Abstract
This study aimed to characterize anti‐A and anti‐B hemolysins, IgM, and IgG titers in Thai blood donors. Altogether, 300 serum samples from group O donors at the National Blood Centre, Thai Red Cross Society, were screened for anti‐A and anti‐B hemolysins and treated with 0.01 M dithiothreitol to characterize IgM and IgG titers by standard tube technique. Antibody titers were compared with hemolysis grade. Male and female ratio = 1:1.3 and ages ranged from 17 to 60 years.

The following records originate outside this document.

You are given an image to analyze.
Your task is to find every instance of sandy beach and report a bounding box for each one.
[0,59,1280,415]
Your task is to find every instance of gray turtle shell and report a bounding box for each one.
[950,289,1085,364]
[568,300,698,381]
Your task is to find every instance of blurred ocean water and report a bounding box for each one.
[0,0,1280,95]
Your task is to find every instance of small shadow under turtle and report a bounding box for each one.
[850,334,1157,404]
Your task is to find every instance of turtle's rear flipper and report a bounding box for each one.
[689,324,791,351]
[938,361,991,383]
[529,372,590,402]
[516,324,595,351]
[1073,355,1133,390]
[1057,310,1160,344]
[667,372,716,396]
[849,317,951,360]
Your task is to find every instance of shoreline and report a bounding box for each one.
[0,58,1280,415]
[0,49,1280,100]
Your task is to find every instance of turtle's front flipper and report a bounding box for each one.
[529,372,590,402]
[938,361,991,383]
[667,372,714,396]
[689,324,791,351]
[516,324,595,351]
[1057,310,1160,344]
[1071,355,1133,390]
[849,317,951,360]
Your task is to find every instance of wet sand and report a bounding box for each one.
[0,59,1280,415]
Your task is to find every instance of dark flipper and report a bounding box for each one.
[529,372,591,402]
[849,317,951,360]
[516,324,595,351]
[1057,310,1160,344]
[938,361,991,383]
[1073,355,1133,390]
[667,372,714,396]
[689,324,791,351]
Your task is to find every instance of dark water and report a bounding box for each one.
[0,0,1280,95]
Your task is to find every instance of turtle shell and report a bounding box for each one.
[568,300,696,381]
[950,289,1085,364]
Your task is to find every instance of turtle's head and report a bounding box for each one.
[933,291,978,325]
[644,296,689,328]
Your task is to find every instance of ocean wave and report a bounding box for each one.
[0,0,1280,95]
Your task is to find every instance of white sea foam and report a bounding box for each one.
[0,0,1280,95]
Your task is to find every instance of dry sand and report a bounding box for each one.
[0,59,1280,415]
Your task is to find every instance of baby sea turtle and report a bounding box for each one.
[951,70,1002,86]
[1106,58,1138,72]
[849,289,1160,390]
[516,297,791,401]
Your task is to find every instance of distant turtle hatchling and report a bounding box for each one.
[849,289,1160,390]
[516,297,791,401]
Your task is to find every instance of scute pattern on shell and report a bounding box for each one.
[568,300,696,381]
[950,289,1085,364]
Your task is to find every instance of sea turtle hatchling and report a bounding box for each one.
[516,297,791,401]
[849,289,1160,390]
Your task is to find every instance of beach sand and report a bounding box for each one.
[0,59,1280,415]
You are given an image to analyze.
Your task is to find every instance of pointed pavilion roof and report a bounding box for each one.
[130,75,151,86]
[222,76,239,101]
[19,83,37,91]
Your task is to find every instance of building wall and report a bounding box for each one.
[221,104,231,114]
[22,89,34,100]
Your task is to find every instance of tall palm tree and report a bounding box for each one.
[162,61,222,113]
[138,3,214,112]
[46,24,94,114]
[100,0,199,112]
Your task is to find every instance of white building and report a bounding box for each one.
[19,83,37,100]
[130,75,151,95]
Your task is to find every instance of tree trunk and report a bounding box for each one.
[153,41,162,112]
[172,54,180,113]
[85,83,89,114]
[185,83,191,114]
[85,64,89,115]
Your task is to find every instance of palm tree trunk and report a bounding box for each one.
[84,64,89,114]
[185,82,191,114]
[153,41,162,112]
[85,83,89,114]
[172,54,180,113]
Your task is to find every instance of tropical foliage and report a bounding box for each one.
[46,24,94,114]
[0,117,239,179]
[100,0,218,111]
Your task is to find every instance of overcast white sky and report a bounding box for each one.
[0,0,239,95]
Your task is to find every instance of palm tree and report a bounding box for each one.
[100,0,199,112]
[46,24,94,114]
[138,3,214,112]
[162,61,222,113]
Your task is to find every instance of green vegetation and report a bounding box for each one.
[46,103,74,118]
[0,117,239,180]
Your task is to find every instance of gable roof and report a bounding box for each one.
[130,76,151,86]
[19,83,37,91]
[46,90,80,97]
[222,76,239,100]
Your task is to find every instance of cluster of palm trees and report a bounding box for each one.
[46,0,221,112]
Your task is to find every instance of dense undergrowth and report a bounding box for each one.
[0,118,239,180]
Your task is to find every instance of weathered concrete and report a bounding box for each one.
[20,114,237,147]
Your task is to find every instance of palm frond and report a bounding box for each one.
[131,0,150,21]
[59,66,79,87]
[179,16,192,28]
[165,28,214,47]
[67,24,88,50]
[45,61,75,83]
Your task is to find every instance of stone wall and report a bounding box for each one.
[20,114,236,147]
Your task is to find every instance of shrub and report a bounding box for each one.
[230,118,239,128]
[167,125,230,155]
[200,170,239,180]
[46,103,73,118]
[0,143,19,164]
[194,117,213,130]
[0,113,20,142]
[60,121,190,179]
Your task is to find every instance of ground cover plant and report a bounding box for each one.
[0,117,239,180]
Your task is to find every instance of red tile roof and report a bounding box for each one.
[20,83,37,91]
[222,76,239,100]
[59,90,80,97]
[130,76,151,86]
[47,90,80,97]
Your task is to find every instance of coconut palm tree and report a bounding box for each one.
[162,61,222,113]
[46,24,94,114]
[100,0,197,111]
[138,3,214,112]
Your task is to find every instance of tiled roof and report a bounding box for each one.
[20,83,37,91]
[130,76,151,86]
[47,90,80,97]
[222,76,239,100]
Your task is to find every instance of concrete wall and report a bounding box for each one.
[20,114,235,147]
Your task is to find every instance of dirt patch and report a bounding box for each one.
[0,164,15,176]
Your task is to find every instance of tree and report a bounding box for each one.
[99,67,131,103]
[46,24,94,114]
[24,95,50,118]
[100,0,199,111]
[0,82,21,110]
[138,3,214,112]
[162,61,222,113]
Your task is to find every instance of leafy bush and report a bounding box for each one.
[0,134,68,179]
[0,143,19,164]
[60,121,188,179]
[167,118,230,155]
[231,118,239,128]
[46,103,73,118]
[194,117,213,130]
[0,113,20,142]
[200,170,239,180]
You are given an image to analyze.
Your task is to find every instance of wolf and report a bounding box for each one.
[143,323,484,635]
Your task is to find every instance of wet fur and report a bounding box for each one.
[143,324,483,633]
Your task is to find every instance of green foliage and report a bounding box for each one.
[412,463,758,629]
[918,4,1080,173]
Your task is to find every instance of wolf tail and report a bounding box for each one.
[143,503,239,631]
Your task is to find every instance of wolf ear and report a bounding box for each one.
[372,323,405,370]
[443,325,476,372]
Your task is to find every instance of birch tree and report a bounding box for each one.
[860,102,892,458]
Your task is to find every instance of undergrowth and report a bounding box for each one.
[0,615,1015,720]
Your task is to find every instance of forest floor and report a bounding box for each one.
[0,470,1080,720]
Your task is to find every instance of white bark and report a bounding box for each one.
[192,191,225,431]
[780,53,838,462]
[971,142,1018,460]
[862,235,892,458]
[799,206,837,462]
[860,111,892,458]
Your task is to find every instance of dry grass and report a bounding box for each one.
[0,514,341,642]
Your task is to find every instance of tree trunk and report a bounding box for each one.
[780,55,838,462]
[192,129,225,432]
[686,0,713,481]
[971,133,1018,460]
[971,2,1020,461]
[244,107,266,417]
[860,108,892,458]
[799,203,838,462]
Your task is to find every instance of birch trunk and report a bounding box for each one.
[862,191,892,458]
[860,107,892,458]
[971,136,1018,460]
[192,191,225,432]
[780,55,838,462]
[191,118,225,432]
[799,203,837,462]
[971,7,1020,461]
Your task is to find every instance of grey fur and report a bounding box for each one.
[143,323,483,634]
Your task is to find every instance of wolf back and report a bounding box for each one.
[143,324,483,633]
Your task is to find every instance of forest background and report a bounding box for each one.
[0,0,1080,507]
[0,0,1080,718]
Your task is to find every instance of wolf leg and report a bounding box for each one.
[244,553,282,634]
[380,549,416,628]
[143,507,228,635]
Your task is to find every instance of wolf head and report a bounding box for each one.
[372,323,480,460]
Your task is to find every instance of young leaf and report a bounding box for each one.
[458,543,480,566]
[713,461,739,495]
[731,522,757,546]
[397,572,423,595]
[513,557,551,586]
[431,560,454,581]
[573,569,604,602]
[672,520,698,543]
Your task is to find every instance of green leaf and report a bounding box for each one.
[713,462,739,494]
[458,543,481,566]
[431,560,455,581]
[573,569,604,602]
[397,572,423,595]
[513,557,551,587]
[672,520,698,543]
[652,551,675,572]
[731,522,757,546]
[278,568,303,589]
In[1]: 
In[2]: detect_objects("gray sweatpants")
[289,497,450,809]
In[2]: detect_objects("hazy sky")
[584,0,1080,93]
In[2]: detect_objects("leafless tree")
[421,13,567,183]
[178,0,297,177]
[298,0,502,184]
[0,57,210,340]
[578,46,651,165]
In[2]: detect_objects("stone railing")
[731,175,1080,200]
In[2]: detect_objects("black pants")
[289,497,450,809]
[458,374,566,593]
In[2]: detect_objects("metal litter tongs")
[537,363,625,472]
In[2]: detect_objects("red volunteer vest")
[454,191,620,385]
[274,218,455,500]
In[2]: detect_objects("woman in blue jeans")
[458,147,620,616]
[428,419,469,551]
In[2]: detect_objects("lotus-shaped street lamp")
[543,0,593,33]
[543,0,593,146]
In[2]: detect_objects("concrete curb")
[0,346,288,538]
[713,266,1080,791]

The overall prevalence of anti‐A and anti‐B hemolysins was 69%. Anti‐A and anti‐B hemolysins comprised 18.3% and 16.7%, respectively and 34% had both antibodies. High titers of anti‐A hemolysins were associated with females (P< 0.05), and only anti‐B IgM titers were associated with age (P< 0.05). Interestingly, the association of anti‐A IgM titers, anti‐A IgG titers, and hemolysin grade was demonstrated (P< 0.05). A significant association between hemolysin grade and anti‐B IgM titers was found (P< 0.05). The prevalence of anti‐A and anti‐B hemolysins and high titers of IgM and IgG in Thais are high. Hemolysin grade showed significant associations with IgM titers; therefore, when providing ABO‐incompatible platelet transfusion, especially for female plateletpheresis donors, IgM high titers of anti‐A and anti‐B screening is suggested. J. Clin. Lab. Anal. 26:223‐226, 2012. © 2012 Wiley Periodicals, Inc.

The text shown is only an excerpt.